STOCKTON — Cheryl Calvin likes surrounding herself with old things. But new is not bad, either, she has found.

Calvin is owner of Sand Creek Mercantile in Stockton, a store offering pickings from flea markets, auctions and Calvin’s own search for items that interest her.

“I scrounge around and find old brands and make different things,” she said.

“I’m just attracted to just about anything. I’ve been known to go into junkyards and find something.”

The store is closed Mondays and Tuesdays, as well as most Saturdays, so she can go on the hunt for new items.

There are few new items among the home decor she offers, but mainly the store features rustic items transformed into decor, vintage tablecloths and other items.

The centerpieces of the shop are the furniture that Calvin restores. She has a shop area in the back where she works on the tables, cabinets and other pieces. Some of the pieces get refinished, but many others she paints and gives a distressed look for the vintage feel.

Sometimes, she will before working on a piece, like a 1950s gun cabinet in the store. She has ideas of painting it and modifying it into a display case, but also has hopes it might sell as is.

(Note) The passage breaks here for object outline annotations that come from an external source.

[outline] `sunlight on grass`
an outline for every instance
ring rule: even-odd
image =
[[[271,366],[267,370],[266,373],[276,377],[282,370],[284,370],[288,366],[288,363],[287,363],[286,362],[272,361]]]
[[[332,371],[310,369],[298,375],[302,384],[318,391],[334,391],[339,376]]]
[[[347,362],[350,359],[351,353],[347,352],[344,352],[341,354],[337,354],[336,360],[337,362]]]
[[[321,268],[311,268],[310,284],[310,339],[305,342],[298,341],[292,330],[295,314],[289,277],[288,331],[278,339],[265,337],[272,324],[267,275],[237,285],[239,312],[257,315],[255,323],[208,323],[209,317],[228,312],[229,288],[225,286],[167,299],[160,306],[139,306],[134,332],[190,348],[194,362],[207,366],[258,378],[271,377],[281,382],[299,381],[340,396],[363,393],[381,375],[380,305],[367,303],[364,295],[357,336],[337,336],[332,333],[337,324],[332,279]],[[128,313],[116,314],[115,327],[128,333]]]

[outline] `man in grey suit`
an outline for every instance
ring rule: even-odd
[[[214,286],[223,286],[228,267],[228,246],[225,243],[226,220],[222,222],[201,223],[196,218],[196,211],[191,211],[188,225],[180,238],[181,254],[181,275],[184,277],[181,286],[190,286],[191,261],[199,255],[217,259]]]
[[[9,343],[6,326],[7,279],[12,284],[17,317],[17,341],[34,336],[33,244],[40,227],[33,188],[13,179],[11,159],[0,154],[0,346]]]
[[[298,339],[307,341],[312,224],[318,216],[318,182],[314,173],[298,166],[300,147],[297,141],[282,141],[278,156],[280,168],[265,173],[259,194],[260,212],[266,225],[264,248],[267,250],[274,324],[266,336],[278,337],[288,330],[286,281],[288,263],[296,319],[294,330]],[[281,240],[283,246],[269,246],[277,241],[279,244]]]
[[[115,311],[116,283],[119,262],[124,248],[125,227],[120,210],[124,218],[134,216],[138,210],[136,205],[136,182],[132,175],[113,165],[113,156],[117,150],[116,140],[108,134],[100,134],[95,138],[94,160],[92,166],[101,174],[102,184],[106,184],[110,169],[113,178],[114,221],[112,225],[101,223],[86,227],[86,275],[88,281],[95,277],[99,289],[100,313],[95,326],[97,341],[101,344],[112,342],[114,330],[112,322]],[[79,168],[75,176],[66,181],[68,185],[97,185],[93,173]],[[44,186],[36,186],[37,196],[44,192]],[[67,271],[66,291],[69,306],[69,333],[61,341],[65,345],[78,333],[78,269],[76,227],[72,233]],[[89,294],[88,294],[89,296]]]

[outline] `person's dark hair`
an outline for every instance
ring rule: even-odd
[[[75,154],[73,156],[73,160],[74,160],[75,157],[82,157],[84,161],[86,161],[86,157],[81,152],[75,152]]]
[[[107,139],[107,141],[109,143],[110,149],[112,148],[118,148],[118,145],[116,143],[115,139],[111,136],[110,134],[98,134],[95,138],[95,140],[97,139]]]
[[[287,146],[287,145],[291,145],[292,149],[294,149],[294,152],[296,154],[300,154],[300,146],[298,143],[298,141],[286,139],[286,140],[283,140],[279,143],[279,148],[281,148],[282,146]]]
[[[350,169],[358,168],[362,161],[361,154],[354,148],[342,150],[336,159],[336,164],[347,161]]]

"I try not to paint everything. I realize not everyone likes that painted look," she said. "And we really don't know how long that's going to be in," she said.

She’s proud of a job she won on a bid earlier this year — restoring two century-old tables from the Rawlins County Courthouse. The 4-by-8-foot tables took about a month to strip and refinish. The tables were too large and heavy to move into her shop, so she worked in the storage container used to transport them from Atwood.

“That’s the part of the business that really keeps the store open, doing furniture and then everything else in between,” she said.

Everything else includes some light sewing and chair re-upholstery.

She’s also a photographer, although she said she hasn’t had much time for it lately.

Her love of all things old stems from her childhood on a farm 8 miles west of Stockton. The name of the store comes from the creek that ran through the property.

Her family lived in an old stone house until she was 5, when her parents built a brand-new house nearby in the late 1950s.

“It was a nice home, don’t get me wrong, but I still have memories of that old stone house. I’m very attracted to stone,” she said.

She also has fond memories of an old wash house on the farmstead, a 10-by-10-foot unfinished structure with a concrete floor and exposed wall framing.

“This is the real key to why I love all this stuff. That used to be my playhouse. I would sweep the floors and sweep the little sidewalk,” she said.

Her current work is far from what she originally set out to do after she left Stockton, though.

“I didn’t go to college for this,” she said with a laugh. “I have two degrees, and they’re in criminal justice.”

She worked in that field for 26 years in Wichita before she and her husband, David, moved to Stockton 11 years ago. They bought an older house in town and the storefront as a place for all the antiques and items she’d acquired.

Calvin is having to get used to a new house, however. In July — 11 years to the day she and David closed on the property — the 101-year-old house burned down.

The loss of the home, and the couple’s dog, has been a big adjustment, she said. They have moved into a home that is only four years old.

“I’ve always been dedicated to older homes, but they are a lot of work to maintain. There’s always something that needs to be fixed. This new home, my husband loves it. I’m starting to like it,” she said.

But she finds comfort in her store.

“This is like my second home. I still get to be here with the old stuff.”